Word level based comparative text analysis
Many questions of the humanities, which relate to specific text resources, can be reduced to the analysis of vocabulary. Especially the comparison of such vocabulary is of central interest. This may require comparing two own text resources or a text resource with a reference corpus. CLARIN allows to easily perform such comparative analyses using the resources and Web tools it provides. The following guide will show this on the basis of a simple example. The show case covers the discovery and selection of resources, their processing and finally their analysis. The aim is to demonstrate to scholars how to answer own scientific questions with the help of comparative text analysis within CLARIN.
Especially interesting for
All scholars that are comparing texts or vocabulary, including:
- Scholars from the historical sciences
- Scholars from the political sciences
- Scholars from all philologies
At least two texts are available.
The vocabulary used is to be compared to find fundamental differences.
Using the CLARIN-D infrastructure, a comparative analysis of the vocabulary of the texts can easily be conducted.
Related CLARIN-D projects:
- DiaCollo: collocation analysis in diachronic perspective
- Parallel search using collections in distributed locations
A Short Guide to comparative analysis of vocabulary
Search for Text Resources and Processing:
Select text resources for analysis
Entry point for resource search:: VLO, CLARIN's search engine for language resources.
- Search for: "English Newspaper" in the search field
Refinement: as "Resource Type" select "Written Corpus".
Example selection: English Newspaper corpus from 2012 containing 3 Million sentences
Thematic restriction of the resource
Browse the content of the text resource: Click on "Plain text search via Federated Content Search".
- Example search: "Europe"
- Example selection: Display 250 hits
Processing of the text resource
Processing of the output by applying WebLicht to the search results:
- Click on "View"
- Click on "Use WebLicht"
- Click on "Send To WebLicht"
- Login into WebLiCHT
- A list of European academic research institutions appears.
- o Search for your research institution, if you have no AAI-enabled account at your own institution, select 'clarin.eu website account'.

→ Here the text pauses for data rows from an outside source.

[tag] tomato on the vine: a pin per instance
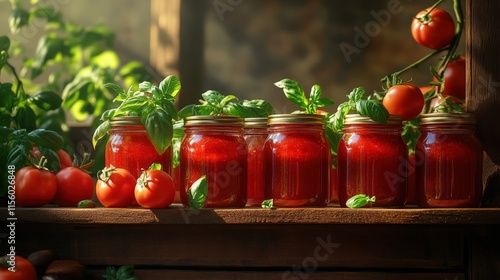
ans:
(154, 189)
(115, 187)
(434, 29)
(35, 186)
(405, 100)
(454, 78)
(24, 270)
(73, 185)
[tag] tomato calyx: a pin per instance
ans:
(105, 173)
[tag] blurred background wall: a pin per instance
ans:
(249, 45)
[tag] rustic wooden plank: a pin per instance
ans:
(483, 75)
(145, 274)
(257, 246)
(484, 258)
(327, 215)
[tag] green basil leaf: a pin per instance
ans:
(100, 132)
(356, 94)
(52, 159)
(46, 100)
(293, 92)
(18, 18)
(4, 43)
(227, 99)
(46, 138)
(333, 139)
(359, 200)
(324, 102)
(196, 110)
(26, 118)
(134, 104)
(159, 127)
(373, 109)
(117, 89)
(261, 104)
(315, 94)
(238, 110)
(156, 166)
(213, 98)
(267, 204)
(8, 97)
(170, 86)
(197, 193)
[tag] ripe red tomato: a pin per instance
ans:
(73, 186)
(64, 159)
(454, 78)
(154, 189)
(24, 270)
(436, 31)
(405, 100)
(115, 187)
(34, 187)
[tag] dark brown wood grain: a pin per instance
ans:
(483, 74)
(327, 215)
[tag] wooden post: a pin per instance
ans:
(483, 76)
(177, 42)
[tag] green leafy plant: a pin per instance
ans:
(197, 193)
(294, 92)
(19, 109)
(153, 104)
(217, 104)
(16, 149)
(360, 200)
(122, 273)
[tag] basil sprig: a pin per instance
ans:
(294, 92)
(197, 193)
(217, 104)
(367, 107)
(153, 104)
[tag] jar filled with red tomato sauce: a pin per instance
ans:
(449, 161)
(129, 147)
(255, 134)
(213, 146)
(297, 160)
(372, 160)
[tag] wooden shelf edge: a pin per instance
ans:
(327, 215)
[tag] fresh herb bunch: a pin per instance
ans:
(18, 109)
(214, 103)
(294, 92)
(154, 105)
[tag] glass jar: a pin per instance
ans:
(214, 146)
(255, 134)
(129, 147)
(372, 160)
(449, 161)
(297, 160)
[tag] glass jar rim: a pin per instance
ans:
(443, 118)
(256, 122)
(296, 119)
(213, 120)
(125, 121)
(358, 119)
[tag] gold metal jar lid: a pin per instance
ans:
(214, 120)
(125, 120)
(442, 118)
(256, 122)
(296, 119)
(358, 119)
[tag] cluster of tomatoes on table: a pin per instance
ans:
(73, 186)
(433, 28)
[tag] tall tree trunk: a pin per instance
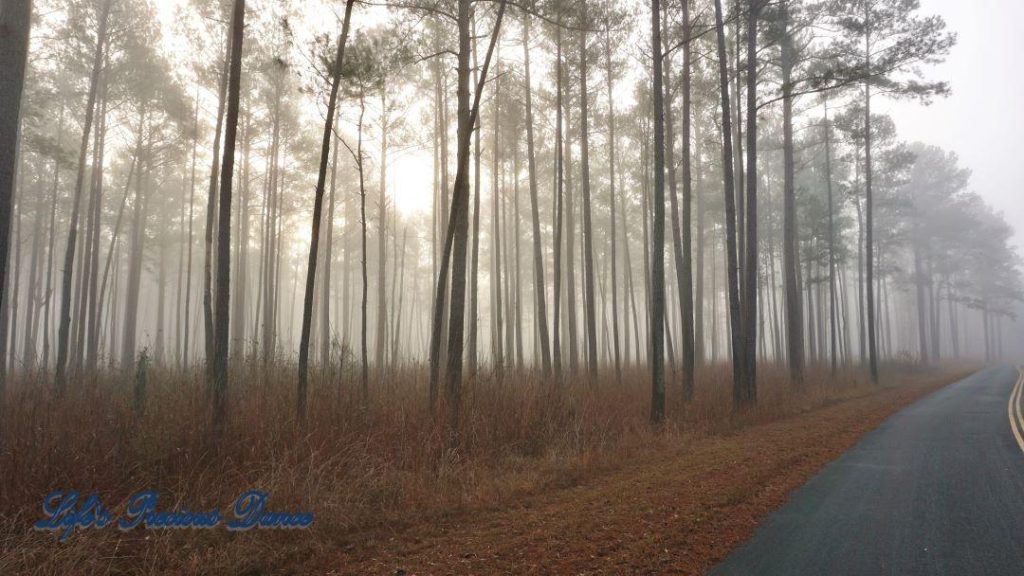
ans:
(307, 301)
(872, 358)
(611, 200)
(219, 372)
(69, 264)
(737, 347)
(588, 229)
(382, 248)
(328, 259)
(471, 353)
(791, 260)
(745, 394)
(211, 210)
(454, 252)
(242, 255)
(833, 319)
(496, 270)
(89, 317)
(686, 274)
(540, 289)
(15, 21)
(135, 257)
(657, 240)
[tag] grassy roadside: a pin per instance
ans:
(542, 479)
(675, 510)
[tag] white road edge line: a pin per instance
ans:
(1014, 411)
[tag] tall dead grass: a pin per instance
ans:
(365, 467)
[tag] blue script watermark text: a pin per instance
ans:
(66, 510)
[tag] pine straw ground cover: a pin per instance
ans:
(544, 480)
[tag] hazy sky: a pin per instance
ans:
(983, 120)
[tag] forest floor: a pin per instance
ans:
(544, 481)
(675, 510)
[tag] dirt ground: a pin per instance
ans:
(679, 512)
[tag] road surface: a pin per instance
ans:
(937, 489)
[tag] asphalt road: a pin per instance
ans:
(937, 489)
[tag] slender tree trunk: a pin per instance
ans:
(242, 256)
(51, 233)
(588, 229)
(135, 258)
(307, 301)
(745, 394)
(657, 240)
(833, 320)
(15, 21)
(686, 274)
(219, 372)
(456, 236)
(211, 210)
(69, 264)
(869, 212)
(474, 319)
(540, 289)
(611, 200)
(382, 248)
(794, 312)
(730, 208)
(328, 259)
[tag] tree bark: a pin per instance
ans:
(307, 301)
(588, 229)
(791, 260)
(219, 372)
(738, 365)
(69, 264)
(657, 240)
(540, 289)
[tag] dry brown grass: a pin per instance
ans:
(365, 468)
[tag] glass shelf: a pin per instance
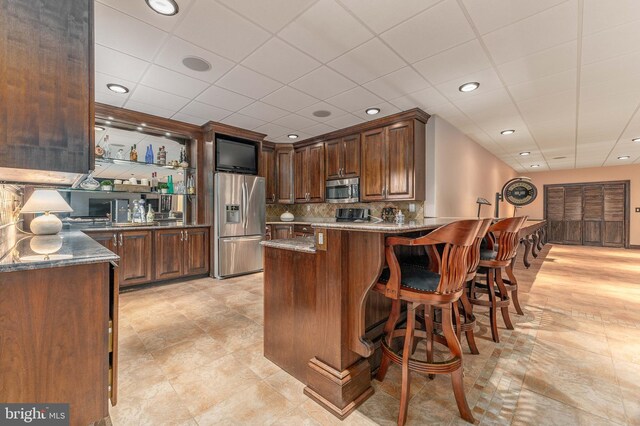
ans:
(117, 192)
(140, 163)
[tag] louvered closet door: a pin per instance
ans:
(592, 225)
(614, 215)
(573, 215)
(555, 214)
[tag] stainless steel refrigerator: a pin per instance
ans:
(239, 224)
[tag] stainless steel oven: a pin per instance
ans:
(343, 191)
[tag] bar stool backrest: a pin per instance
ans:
(457, 238)
(474, 252)
(508, 236)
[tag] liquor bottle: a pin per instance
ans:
(154, 182)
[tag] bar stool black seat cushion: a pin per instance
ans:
(486, 254)
(414, 277)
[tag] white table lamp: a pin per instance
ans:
(46, 201)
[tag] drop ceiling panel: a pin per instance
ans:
(272, 14)
(323, 83)
(289, 99)
(454, 63)
(380, 15)
(176, 49)
(249, 83)
(280, 61)
(438, 28)
(222, 98)
(121, 32)
(367, 62)
(325, 31)
(117, 64)
(173, 82)
(539, 32)
(489, 15)
(213, 27)
(397, 84)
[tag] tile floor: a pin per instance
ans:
(191, 354)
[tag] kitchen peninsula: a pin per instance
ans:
(322, 324)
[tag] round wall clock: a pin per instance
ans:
(519, 192)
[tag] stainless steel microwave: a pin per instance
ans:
(343, 191)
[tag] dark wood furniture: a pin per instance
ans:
(46, 113)
(595, 213)
(284, 175)
(58, 334)
(309, 179)
(342, 157)
(419, 287)
(393, 162)
(501, 250)
(268, 171)
(157, 255)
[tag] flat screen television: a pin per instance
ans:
(236, 155)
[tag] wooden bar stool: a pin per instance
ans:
(492, 263)
(467, 321)
(419, 286)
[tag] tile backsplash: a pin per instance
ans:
(10, 202)
(318, 210)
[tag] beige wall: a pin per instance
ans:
(459, 171)
(630, 172)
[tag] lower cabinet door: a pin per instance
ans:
(196, 251)
(169, 253)
(136, 257)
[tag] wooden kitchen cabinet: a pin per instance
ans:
(342, 157)
(309, 175)
(268, 172)
(284, 174)
(169, 253)
(134, 249)
(46, 113)
(393, 162)
(196, 251)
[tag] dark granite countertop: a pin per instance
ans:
(106, 227)
(50, 251)
(303, 244)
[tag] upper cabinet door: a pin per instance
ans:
(315, 173)
(351, 156)
(374, 158)
(284, 173)
(300, 175)
(46, 112)
(400, 161)
(268, 172)
(333, 158)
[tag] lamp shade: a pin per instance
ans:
(45, 200)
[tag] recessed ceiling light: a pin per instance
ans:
(163, 7)
(195, 63)
(469, 87)
(118, 88)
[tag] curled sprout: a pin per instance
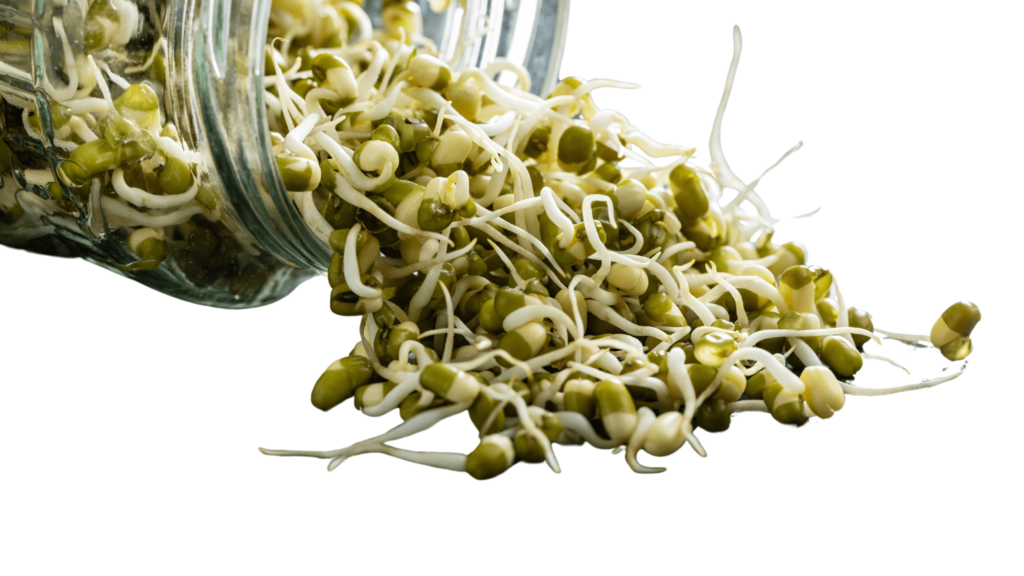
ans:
(541, 272)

- You will see a login page of your research institution.
- Log in with your details, usually this is your University account.
- You will see the WebLicht interface.
- Check the data to be used: In the "Upload" section you'll see the file name of the data provided. Click "OK"
- Analysis of the vocabulary of the texts by double-clicking the Web Services:
- Tokenization: IMS:Tokenizer (Stuttgart)
- POS-Tagging: SfS: POS Tagger - OpenNLP (Tübingen)
- Click on "Run Tools"
- Save the results "Save Result"
- Go to last web service from the list at the bottom
- You will see four icons below the line on the right side
- Click on the arrow pointing down to download the result
The actual analysis of the data is conducted with the help of the web application CorpusDiff. The application allows for the comparison of the vocabulary of two or more text resources.
Import the resource
Click on: "Upload Own Corpus"
- Load file that was previously created by WebLicht.
- Click on "Select a file on your computer or drop it here"
- Select the previously created file for upload
- Alternative: Depending on the browser and operating system you drag a file from your file manager into this area
- Click on "Upload"
- Make sure that for "File Type" TCF (Text Corpus format) is selected, the output format of WebLicht.
- If you want to skip the preprocessing and use a sample file for the comparative analysis, you can use this File
Conduct own analysis
- Select the imported file
- Choose a reference corpus (for example, a news corpus or a Wikipedia corpus of the same year)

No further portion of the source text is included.